At 37 I'm having a hard time with this simple philosophy about life when things don't go your way. 4 months ago I became disabled due to what weeks later I would find out was MS.  I patiently bided my time waiting for the disability from this attack to go away. I tried everything I could to speed up that recovery; physiotherapy, naturopath, an exercise regime, supplements, acupuncture, massage therapy. I was determined to do everything I could to recovery from my MS attack and get rid of this disability.  I was able to quickly accept the fact that I had an incurable disease, but I was not willing to accept any lingering limitations from my first attack.  
Initially the hardest part was being patient. I am not a patient person and having a constant glaring reminder of what doesn't work like it used to was extremely frustrating. Now I find I a more accepting of the patience needed to get through this, but I realize now my expectations may have to change. The "get what you get" part of my wise children's saying is basically saying you have to accept what life dealt you, but the 2nd part of that saying says"and you don't get upset". How can you not get upset?  I want to get upset and I NEED to get upset. Because of this thinking I've gained an appreciation and understanding for the things that upset my kids. When you are 4 and 6 and things don't go the way you had hoped and bedtime comes before your tv show is over, that is upsetting. I think that while it upsets them, they still accept it and try to make the best of what they are given.
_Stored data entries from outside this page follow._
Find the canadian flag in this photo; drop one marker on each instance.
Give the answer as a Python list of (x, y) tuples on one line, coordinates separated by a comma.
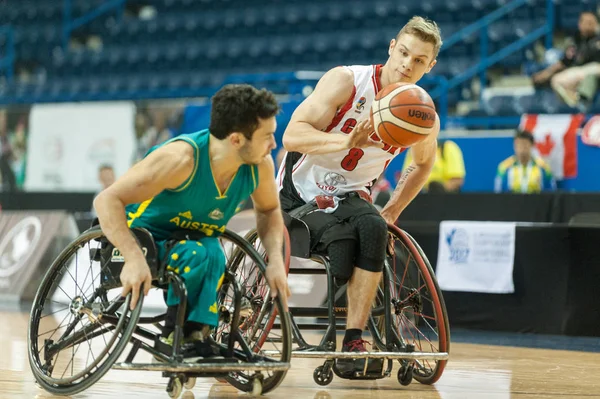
[(591, 132), (555, 141)]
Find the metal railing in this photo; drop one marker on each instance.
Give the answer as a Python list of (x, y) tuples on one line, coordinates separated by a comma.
[(487, 60), (70, 24), (7, 58)]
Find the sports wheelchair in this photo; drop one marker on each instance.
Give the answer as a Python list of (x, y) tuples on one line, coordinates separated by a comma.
[(79, 308), (408, 321)]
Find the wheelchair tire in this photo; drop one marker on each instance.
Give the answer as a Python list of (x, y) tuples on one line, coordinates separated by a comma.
[(425, 295), (245, 259), (123, 320)]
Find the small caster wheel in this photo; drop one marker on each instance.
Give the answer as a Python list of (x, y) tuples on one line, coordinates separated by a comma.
[(405, 375), (321, 377), (190, 382), (256, 387), (174, 387)]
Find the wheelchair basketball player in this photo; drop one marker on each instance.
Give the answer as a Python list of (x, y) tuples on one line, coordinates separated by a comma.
[(193, 183), (332, 162)]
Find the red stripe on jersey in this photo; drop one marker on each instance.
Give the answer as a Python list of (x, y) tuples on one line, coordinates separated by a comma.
[(338, 117), (530, 122), (299, 163), (376, 78)]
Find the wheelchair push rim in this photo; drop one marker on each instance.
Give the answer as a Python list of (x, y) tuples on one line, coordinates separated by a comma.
[(72, 296)]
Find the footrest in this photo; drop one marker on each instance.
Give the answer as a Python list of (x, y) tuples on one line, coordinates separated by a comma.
[(363, 355), (211, 367)]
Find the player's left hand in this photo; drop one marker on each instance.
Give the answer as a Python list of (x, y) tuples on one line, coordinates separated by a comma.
[(277, 280), (388, 217)]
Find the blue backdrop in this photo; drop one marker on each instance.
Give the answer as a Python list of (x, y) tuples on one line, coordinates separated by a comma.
[(481, 154)]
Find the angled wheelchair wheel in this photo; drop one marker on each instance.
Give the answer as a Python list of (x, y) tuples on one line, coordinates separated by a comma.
[(418, 313), (263, 324), (78, 326)]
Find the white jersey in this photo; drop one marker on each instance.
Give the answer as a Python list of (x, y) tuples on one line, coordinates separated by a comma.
[(341, 172)]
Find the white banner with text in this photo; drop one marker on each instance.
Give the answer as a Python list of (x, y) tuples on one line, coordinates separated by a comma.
[(476, 256)]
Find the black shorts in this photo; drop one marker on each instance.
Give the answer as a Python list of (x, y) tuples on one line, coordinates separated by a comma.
[(326, 228)]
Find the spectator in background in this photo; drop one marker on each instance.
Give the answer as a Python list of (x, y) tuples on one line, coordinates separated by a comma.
[(580, 61), (18, 143), (524, 172), (448, 173), (9, 180), (106, 177)]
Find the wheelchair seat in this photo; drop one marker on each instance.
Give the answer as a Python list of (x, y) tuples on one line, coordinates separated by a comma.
[(300, 244)]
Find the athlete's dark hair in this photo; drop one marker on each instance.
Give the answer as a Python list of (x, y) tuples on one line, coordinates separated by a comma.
[(237, 108)]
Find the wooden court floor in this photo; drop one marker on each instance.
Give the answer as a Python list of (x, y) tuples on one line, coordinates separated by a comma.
[(474, 371)]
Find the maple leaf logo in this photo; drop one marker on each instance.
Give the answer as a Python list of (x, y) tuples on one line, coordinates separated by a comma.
[(546, 146)]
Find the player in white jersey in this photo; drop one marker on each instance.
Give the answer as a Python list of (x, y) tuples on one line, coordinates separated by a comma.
[(333, 159)]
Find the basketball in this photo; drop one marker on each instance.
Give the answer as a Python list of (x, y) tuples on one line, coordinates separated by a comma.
[(402, 114)]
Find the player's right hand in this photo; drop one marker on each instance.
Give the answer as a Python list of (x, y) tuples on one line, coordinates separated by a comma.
[(359, 137), (135, 275)]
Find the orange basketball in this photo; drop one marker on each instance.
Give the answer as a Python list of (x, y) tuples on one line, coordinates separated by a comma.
[(402, 114)]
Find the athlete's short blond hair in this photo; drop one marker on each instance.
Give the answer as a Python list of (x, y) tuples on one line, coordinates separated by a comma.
[(426, 30)]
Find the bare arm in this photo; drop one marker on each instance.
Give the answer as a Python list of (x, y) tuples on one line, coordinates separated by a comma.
[(165, 168), (304, 133), (269, 224), (414, 176), (454, 184), (269, 221)]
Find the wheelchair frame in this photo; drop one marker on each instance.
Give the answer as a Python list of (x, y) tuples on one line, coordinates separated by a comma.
[(392, 349), (236, 359)]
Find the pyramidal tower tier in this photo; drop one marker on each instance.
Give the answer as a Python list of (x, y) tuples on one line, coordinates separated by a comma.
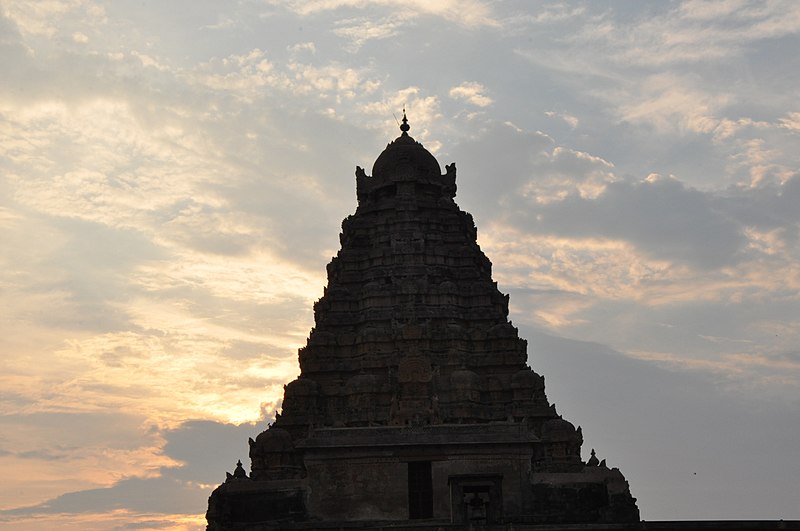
[(415, 402)]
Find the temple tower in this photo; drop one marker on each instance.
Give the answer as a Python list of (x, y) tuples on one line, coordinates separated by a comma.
[(414, 400)]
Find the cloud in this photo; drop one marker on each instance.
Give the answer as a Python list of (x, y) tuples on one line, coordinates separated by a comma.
[(470, 13), (204, 450), (471, 92)]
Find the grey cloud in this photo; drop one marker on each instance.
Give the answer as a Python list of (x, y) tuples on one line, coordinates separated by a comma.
[(666, 429), (664, 218), (208, 449)]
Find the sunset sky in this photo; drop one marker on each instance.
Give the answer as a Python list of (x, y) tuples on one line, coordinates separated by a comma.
[(173, 175)]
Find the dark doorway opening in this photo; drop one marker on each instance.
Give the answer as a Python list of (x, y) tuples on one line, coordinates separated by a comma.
[(420, 490)]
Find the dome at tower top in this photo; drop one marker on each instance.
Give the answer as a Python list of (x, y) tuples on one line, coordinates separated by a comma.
[(405, 169), (405, 154)]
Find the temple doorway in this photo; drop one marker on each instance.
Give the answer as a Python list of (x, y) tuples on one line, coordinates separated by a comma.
[(420, 490)]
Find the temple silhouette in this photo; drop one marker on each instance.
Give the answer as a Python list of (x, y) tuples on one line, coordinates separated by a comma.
[(415, 403)]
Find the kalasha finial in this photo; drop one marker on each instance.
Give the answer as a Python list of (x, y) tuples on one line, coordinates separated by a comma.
[(405, 127)]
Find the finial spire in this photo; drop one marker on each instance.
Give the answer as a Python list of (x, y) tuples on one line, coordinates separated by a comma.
[(405, 127)]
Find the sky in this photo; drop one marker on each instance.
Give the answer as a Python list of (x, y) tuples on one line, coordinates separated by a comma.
[(173, 175)]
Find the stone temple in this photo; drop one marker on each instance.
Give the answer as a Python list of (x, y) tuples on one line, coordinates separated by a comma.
[(415, 405)]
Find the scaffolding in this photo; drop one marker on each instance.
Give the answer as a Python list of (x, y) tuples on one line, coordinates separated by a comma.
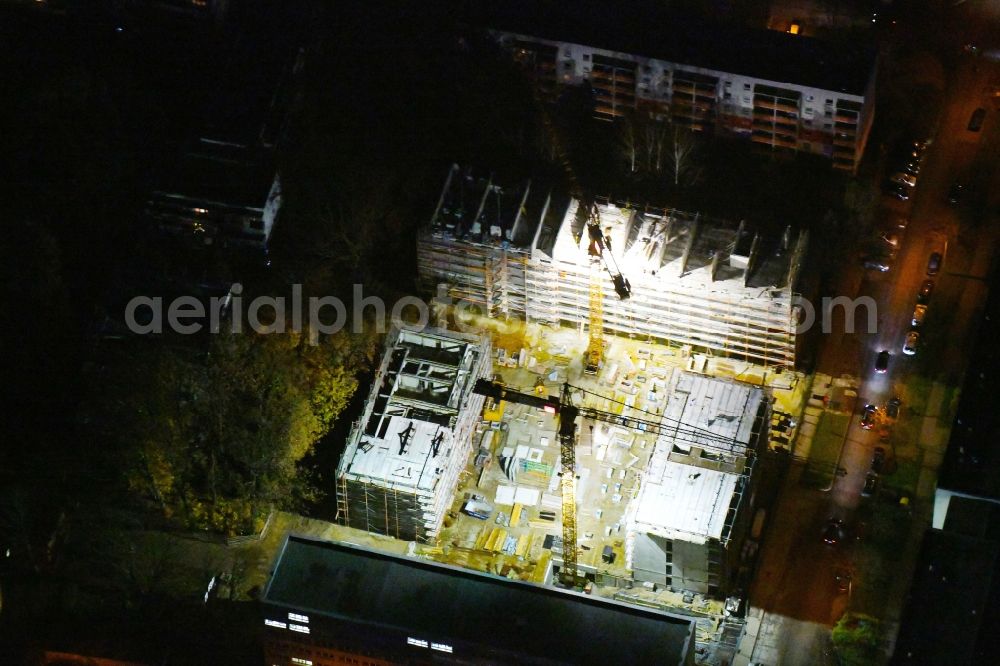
[(403, 457), (715, 286)]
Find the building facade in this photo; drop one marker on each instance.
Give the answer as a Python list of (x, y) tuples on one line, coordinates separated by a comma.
[(785, 92), (705, 284), (400, 468)]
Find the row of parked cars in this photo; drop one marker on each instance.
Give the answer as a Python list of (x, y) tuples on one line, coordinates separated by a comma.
[(905, 166)]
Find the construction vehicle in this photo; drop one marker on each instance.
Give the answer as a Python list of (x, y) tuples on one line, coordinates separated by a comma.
[(568, 413)]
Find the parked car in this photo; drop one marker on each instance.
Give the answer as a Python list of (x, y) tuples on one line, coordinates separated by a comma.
[(976, 120), (934, 263), (871, 482), (892, 408), (868, 418), (926, 289), (897, 191), (890, 239), (878, 460), (842, 577), (879, 265), (882, 362), (834, 531)]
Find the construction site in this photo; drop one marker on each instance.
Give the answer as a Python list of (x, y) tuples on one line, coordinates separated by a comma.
[(597, 424), (664, 466), (712, 287)]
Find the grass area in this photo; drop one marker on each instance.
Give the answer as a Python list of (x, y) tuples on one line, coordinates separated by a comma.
[(949, 405), (825, 451)]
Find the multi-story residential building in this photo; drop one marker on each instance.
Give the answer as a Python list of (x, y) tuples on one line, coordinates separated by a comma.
[(783, 91), (400, 469), (708, 285)]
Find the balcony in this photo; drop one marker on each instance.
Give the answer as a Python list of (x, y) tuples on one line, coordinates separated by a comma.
[(618, 76), (777, 121), (777, 104), (697, 89)]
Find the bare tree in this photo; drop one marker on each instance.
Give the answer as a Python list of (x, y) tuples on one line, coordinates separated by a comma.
[(682, 152), (654, 139), (628, 140)]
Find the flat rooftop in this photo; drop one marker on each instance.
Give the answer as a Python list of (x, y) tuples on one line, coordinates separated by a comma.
[(677, 500), (405, 436), (717, 414), (405, 456), (473, 613), (647, 29), (954, 603), (650, 244), (972, 462)]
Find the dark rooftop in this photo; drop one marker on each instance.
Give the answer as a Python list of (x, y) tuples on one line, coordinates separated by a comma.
[(538, 623), (954, 601), (972, 462), (645, 29)]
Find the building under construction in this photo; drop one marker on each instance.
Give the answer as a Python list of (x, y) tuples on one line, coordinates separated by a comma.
[(400, 469), (688, 524), (704, 284)]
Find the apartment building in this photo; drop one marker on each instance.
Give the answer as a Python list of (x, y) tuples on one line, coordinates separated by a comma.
[(785, 92), (330, 604)]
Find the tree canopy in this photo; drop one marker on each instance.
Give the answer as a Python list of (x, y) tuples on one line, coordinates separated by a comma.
[(213, 437)]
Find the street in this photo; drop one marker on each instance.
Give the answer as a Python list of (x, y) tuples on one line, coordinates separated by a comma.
[(795, 585)]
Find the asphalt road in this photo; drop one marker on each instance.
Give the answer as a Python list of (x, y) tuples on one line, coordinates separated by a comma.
[(795, 584)]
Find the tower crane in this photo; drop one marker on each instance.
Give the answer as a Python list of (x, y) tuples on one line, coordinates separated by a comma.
[(599, 251), (568, 413)]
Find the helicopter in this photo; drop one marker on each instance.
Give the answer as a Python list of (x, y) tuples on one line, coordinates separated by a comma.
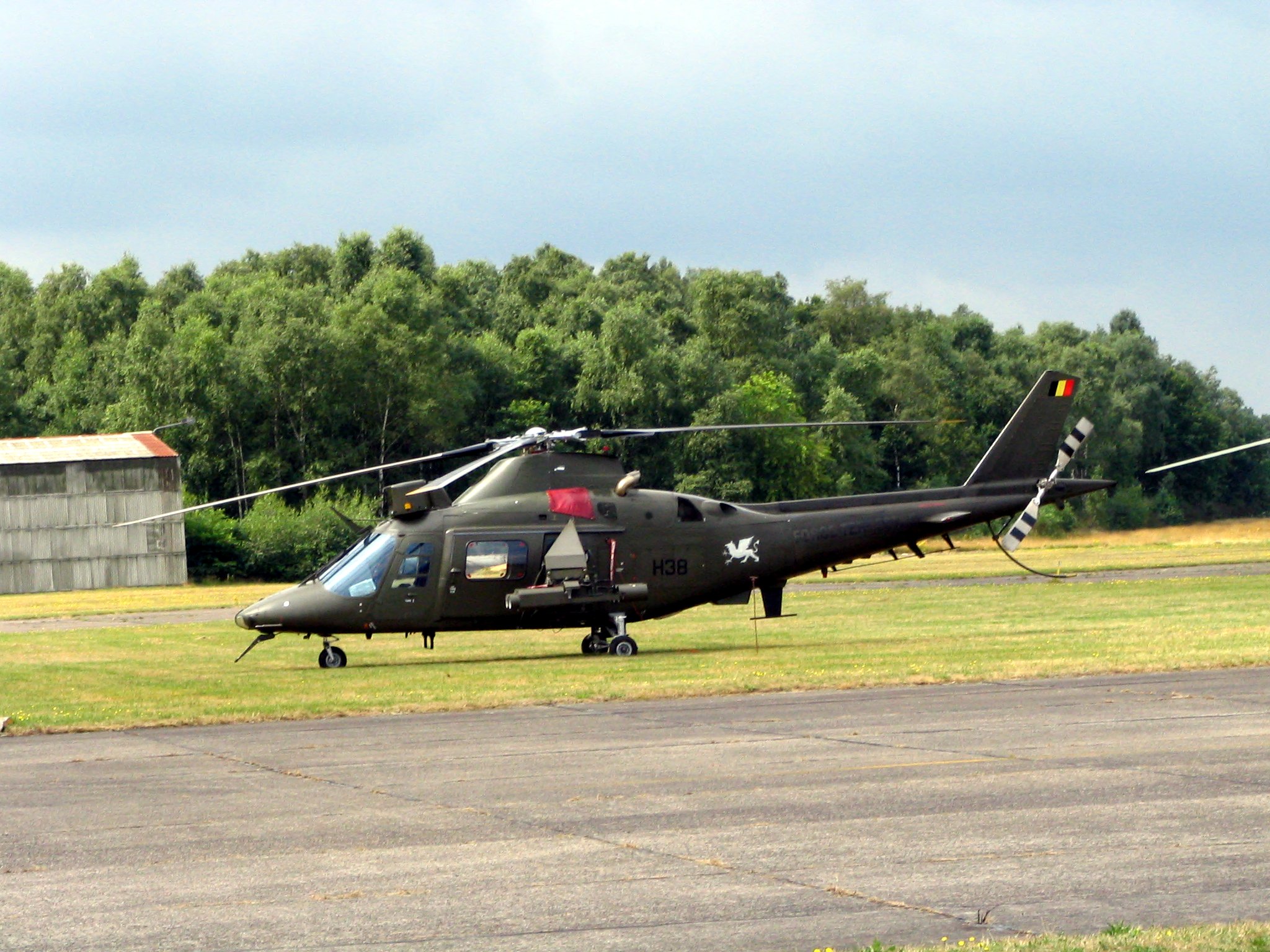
[(572, 540)]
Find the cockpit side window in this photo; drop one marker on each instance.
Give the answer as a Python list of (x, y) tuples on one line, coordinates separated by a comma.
[(497, 559), (414, 566), (360, 573)]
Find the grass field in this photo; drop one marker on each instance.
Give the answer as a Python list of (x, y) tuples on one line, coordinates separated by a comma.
[(84, 679), (70, 604), (1238, 937), (1214, 544)]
I need to accept that for right now things haven't gone my way and I have to make the best of it. But at the same time I am not going to give up trying to do all I can to lessen this disability.  And I am also going to be upset.
I think I have been very accepting of the diagnosis of my disease. That is because when I was younger and my Mom was diagnosed with the disease she spent many years denying it. Looking back on that I think that hindered her ability to deal with and treat the illness. I will not deny I have MS, I will not refuse to inject the Betaseron when I know that it is proven to slow down the progression of disability. I will be conscious of my stress level, fatigue and diet. I will listen to my body.
 
I will accept the get what you get part of this disease but I will not deny my feelings. I'm going to get upset, be scared, feel angry. And maybe in the middle of all of these feelings I will be lucky enough to have my disability disappear and have the full feeling return in my hand. Until then I am getting closer to accepting that this is maybe the best it will be.